Siang itu, aku sudah berada di Stasiun Tugu, salah satu Stasiun yang ada di Yogyakarta. Salah satu Kota Pariwisata yang nyaman dibalut dengan manisnya kenangan dan cita-cita yang diukir oleh siapapun yang pernah datang kesini.

Hari itu aku berencana pergi ke Ngawi, mengunjungi rumah nenek. Rasa rindu yang sudah tidak tertahan lagi, mengarahkanku untuk segera membeli tiket. Seusai membeli tiket, aku mengambil tempat diruang tunggu penumpang sambil menikmati roti, dan lalu lalang warga lokal serta turis yang juga ada disitu.

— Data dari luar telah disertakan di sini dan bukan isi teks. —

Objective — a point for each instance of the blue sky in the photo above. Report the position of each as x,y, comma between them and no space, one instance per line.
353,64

Lalu, ada seorang ibu-ibu yang tergopoh-gopoh duduk disampingku sambil menyincingkan kakinya. Aku perhatikan tak ada yang salah. Lalu si ibu tadi duduk, disertai dengan seorang ibu-ibu lain. Kutaksir umurnya 68-70 tahunan.

"Dik, mau kemana?" tanya ibu tersebut.

Advertisement

"Oh, saya mau ke Ngawi buk."jawabku sembari tersenyum

"Mau mengunjungi siapa, dik?" tanyanya lagi. Kali ini aku bersalaman dan berkenalan dengan beliau. Ibu Murti dan Ibu Harti.

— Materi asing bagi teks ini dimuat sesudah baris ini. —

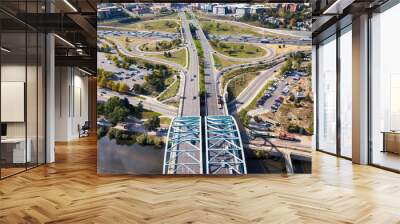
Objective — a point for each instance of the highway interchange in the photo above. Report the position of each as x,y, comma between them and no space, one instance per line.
188,94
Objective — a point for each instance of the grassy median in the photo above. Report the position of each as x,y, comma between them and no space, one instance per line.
170,92
226,28
202,81
238,50
178,57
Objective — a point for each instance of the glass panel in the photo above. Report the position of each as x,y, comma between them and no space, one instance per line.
327,95
41,99
346,93
385,84
13,77
31,98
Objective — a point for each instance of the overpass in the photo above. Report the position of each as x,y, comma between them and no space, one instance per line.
224,148
183,151
186,143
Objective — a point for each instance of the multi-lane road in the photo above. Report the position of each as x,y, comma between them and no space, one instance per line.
191,101
249,93
211,80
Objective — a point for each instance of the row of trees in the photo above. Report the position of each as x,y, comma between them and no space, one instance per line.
283,17
117,110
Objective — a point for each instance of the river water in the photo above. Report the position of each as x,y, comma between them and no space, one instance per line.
128,159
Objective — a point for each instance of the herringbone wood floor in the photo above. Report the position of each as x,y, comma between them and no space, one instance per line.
70,191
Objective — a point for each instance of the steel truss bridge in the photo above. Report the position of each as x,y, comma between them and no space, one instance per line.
222,146
183,154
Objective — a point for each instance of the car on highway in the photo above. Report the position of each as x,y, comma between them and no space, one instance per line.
279,99
286,90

"Saya mau mengunjungi nenek saya, buk"

"Oh, sendirian saja dik?" tanya Ibu harti.

"Iya buk, ibuk mau kemana rencananya?" tanyaku balik

"Mau ke Sragen dik, mau njenguk cucu" jawab bu Harti.

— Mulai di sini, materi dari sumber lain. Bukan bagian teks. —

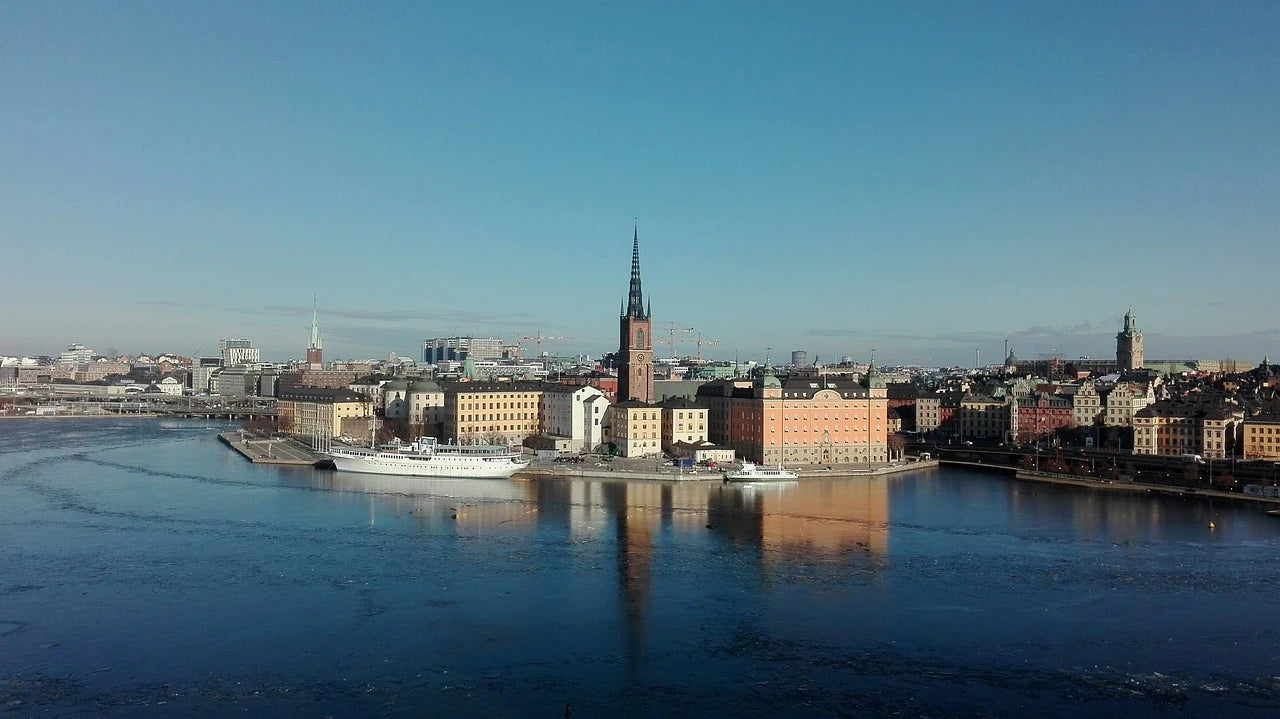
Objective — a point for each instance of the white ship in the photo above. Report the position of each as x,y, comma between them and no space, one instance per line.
425,458
752,474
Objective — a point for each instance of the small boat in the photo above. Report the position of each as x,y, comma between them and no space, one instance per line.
752,474
425,458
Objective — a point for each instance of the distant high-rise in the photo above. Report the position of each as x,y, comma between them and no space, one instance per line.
635,338
1129,344
458,348
315,351
238,351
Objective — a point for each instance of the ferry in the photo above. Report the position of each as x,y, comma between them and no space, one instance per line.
425,458
752,474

Dan obrolan hangatpun mengalir. Sambil terus menunggu jam keberangkatan kereta, karena keretaku berangkat jam 15:30 WIB, banyak hal yang kami obrolkan, mulai dari sejarah Yogyakarta, cerita anak mereka yang kuliah, kesukaan mereka akan makanan-makanan jaman lama, sampai pada cerita yang pilu.

Ibu Murti.

"Saya hanya seorang ibu rumah tangga biasa, mbak. Punya lima anak yang alhamdulillah sudah mapan sekarang. Kehidupan saya tidak sesulit dulu. Dimana desingan peluru sering menghantui kepala saya saat saya tidur. Anak-anak saya ketakutan dan seringkali saya memeluk mereka sambil menangis. Saya menghadapi ini semua sendirian, mbak. Seringkali cemoohan dan hinaan kami dapatkan dari masyarakat jaman dulu"

Ya, dia istri seorang veteran di salah satu datasemen di Yogyakarta. Tugas suaminya adalah membela Tanah Air. Jelas bahwa ditinggal bukan hal yang mudah untuk wanita, tapi ibu Murti ini sangat kuat. Dari ceritanya, kuketahui bahwa dia benar-benar sosok yang sangat kokoh. Ditinggal bertahun-tahun bukan hal baru, menahan rindu, menjaga anaknya sendirian, menanam sayur-mayur dan berdagang di antara kepungan kaum Belanda yang saat itu menguasai pasar sekalipun. Tak jarang, godaan dari kaum penjajah ini didapat. Tapi dengan imannya yang kuat, ibu Murti menolaknya. Konsekuensinya? Ibu Murti nyaris ditembak. Tapi anak pertamanya melindunginya.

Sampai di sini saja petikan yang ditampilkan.